‘Our Modern Ailment’

For over a hundred years, Western writers have bemoaned a condition they have called various things, perhaps most often ‘our modern ailment.’ As we export modern, Western life to the rest of the world,  people working in international development have been wrestling with this for the last 50 years, as well. Simply put, ‘our modern ailment’ is the idea that alongside the good things that technology and the modern life have brought us, we have lost something of our humanity, community and soul. Important parts of our former ways of life have faded away, and people are the worse for it. Hundreds, if not thousands, of serious writers and thinkers have looked at society and remarked about this in the last 100-150 years.

The last couple of years reading agrarian philosophers Henry Beston and Wendell Berry have stirred up my thoughts on this issue, although I always noticed it. My shorthand definition of agrarianism is the idea that people are better off more in touch with the earth in small farming communities where human relationships are close and there is a connection to the rhythms of life connected to the land. An addendum would include saying that many modern conveniences have stolen away the formative benefits of many tasks, including the relational and creational aspects of them.

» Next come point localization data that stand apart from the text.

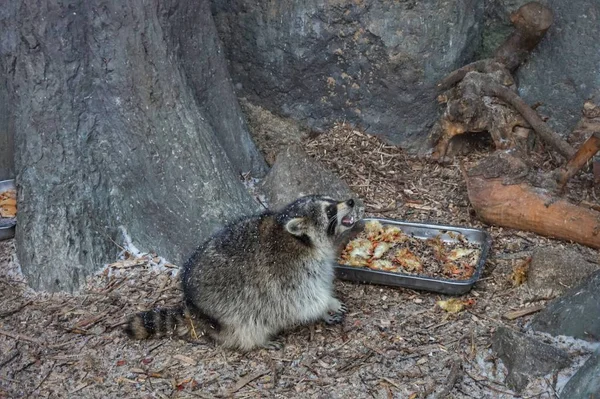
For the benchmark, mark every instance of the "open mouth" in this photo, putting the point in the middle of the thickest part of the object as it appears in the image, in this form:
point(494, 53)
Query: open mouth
point(348, 221)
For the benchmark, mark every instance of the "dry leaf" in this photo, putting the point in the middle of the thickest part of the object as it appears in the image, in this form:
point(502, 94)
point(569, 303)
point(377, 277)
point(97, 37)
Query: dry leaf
point(452, 305)
point(519, 274)
point(185, 359)
point(8, 211)
point(8, 201)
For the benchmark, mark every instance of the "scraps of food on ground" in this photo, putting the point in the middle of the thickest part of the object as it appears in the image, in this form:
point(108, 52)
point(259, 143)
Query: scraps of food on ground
point(388, 248)
point(8, 204)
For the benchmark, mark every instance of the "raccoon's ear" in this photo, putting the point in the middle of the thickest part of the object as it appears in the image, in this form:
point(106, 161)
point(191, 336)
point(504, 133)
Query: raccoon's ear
point(296, 226)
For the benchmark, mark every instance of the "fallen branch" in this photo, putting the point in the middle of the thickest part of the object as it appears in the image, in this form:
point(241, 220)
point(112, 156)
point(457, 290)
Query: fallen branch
point(531, 21)
point(523, 207)
point(578, 161)
point(539, 126)
point(484, 66)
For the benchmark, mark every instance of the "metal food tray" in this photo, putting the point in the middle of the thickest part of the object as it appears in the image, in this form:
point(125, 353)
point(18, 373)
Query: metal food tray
point(7, 225)
point(420, 282)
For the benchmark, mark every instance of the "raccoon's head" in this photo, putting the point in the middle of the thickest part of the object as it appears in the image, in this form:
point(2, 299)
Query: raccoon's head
point(319, 219)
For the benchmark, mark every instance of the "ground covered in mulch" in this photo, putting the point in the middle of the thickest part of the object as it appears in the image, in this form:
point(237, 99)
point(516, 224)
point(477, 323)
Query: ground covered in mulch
point(394, 343)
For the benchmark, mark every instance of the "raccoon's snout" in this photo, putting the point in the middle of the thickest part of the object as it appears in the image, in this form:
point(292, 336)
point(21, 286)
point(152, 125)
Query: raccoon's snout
point(348, 220)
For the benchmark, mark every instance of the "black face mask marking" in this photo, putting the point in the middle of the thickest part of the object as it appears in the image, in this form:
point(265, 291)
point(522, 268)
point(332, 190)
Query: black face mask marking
point(331, 212)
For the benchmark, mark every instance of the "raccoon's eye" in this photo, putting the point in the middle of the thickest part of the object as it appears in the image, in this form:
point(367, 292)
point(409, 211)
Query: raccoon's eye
point(331, 212)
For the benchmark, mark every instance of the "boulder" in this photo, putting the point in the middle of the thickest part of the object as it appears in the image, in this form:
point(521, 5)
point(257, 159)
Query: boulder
point(585, 384)
point(295, 174)
point(574, 314)
point(526, 357)
point(373, 64)
point(557, 269)
point(117, 110)
point(6, 133)
point(563, 70)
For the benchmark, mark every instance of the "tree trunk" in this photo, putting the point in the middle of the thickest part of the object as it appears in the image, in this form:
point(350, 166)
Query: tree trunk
point(121, 111)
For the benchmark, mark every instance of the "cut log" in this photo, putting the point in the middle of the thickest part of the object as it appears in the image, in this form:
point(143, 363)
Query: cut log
point(523, 207)
point(579, 160)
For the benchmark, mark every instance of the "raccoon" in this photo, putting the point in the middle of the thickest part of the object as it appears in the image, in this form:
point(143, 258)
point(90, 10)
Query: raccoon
point(259, 276)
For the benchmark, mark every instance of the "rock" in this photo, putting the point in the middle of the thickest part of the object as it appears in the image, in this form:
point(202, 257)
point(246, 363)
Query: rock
point(374, 64)
point(6, 134)
point(557, 269)
point(526, 357)
point(575, 314)
point(113, 129)
point(295, 174)
point(271, 133)
point(585, 384)
point(562, 71)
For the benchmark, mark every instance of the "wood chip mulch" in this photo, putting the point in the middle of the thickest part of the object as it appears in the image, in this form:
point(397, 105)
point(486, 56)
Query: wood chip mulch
point(394, 343)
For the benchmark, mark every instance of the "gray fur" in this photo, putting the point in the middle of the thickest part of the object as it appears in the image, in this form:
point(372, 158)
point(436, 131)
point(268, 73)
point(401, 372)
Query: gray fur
point(264, 274)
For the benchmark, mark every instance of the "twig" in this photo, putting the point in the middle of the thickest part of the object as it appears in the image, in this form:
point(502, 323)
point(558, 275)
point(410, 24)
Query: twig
point(43, 380)
point(578, 161)
point(242, 382)
point(18, 309)
point(11, 356)
point(522, 312)
point(451, 380)
point(482, 383)
point(20, 337)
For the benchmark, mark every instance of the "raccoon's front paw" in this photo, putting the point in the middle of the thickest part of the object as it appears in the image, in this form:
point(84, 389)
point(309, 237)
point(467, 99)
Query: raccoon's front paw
point(335, 306)
point(334, 318)
point(336, 312)
point(273, 345)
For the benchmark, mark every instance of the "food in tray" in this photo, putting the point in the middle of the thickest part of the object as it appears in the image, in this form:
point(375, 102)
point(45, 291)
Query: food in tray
point(388, 248)
point(8, 204)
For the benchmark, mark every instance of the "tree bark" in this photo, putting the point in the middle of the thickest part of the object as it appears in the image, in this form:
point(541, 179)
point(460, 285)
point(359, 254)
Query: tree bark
point(111, 128)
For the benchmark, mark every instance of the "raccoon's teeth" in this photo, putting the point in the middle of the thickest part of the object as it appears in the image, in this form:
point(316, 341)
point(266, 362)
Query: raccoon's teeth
point(348, 220)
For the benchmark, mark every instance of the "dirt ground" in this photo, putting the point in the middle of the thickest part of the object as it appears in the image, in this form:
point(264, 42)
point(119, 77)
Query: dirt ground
point(394, 343)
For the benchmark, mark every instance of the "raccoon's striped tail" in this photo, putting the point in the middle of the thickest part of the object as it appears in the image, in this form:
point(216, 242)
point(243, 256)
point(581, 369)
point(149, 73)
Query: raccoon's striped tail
point(158, 323)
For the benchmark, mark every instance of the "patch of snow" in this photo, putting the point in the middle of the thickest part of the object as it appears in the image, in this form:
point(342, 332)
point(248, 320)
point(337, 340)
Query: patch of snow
point(131, 253)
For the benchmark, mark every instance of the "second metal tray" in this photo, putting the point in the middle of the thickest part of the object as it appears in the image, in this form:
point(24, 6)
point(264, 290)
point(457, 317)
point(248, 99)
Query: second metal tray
point(418, 282)
point(7, 225)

Example: Four people raking leaves together talking, is better than one person alone with a leafblower and earbuds. Five people in a kitchen canning peaches, laughing and enjoying one another is better than one person buying a can of peaches at a store. The growing interest I have observed among 20 and 30-something year olds today in doing things the old way, from making apple cider together to gardening antique varieties of produce to cooking parties or learning to woodwork, blacksmith, hunt, raise chickens, you name it – all indicate people are yearning for a more tactile and Creation-connected life than the hyper-modern world has delivered. Mother Earth News and its ilk remain for a reason.

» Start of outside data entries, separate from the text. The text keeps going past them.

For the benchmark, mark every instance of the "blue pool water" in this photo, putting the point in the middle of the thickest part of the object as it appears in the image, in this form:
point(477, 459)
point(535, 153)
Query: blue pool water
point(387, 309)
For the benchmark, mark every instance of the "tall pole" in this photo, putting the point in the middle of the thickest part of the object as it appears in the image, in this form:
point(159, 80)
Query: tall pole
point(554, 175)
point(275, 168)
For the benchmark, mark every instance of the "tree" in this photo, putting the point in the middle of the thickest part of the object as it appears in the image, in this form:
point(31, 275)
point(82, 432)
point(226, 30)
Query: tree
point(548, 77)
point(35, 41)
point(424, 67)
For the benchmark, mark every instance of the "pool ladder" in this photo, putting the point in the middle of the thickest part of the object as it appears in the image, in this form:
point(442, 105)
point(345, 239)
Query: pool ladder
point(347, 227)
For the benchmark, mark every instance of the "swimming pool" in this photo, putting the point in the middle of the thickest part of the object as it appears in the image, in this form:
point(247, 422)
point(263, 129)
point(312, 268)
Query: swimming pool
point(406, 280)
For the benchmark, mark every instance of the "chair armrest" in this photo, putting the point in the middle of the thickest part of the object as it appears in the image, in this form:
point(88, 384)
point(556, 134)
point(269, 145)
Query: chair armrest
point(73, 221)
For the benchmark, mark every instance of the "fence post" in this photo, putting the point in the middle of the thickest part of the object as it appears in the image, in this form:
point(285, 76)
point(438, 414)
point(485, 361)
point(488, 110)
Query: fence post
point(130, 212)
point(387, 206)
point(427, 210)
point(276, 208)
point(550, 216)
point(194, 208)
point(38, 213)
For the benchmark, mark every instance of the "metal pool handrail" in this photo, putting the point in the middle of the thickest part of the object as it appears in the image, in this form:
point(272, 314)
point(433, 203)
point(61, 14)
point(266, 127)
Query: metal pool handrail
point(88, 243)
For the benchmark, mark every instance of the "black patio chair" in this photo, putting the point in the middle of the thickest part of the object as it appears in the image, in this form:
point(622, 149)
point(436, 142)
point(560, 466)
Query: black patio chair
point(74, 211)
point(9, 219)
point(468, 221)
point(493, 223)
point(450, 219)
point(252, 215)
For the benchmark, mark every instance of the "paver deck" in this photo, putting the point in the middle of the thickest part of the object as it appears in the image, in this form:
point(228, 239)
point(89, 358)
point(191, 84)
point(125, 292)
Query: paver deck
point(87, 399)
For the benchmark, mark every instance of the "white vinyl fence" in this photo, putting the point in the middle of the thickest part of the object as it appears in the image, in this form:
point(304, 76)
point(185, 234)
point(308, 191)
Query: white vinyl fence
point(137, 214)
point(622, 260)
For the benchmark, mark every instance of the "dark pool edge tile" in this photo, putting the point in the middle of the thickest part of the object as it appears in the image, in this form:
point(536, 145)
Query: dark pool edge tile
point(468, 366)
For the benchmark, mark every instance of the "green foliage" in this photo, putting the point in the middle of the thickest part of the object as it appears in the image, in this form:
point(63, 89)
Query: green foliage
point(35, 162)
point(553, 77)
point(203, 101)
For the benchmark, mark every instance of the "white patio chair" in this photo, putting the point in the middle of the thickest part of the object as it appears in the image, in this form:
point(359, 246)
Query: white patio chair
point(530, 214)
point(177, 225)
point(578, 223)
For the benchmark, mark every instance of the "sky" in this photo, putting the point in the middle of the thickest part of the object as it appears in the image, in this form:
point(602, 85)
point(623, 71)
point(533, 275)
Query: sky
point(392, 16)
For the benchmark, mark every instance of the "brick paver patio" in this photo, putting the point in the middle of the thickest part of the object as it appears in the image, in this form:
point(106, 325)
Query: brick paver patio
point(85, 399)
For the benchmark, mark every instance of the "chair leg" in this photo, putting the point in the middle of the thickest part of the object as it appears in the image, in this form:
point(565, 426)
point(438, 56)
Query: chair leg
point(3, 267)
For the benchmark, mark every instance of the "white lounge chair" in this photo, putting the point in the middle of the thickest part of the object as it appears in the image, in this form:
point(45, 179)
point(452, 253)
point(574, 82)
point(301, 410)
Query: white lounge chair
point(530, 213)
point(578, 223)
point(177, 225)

There are a variety of ways in which “modern conveniences” have backfired sociologically and  in the human psyche. Can we learn to live a life of joy, connectedness, and wholeness? Can we recover some of the things our great-grandparents knew brought meaning to life? And does Christian faith have a valuable contribution to bring to the table in being connected to one another and the natural world God made? If it does, we will have to rediscover the broader world of the Bible in place of the narrow, modern consumer version of  evangelicalism so common in the West.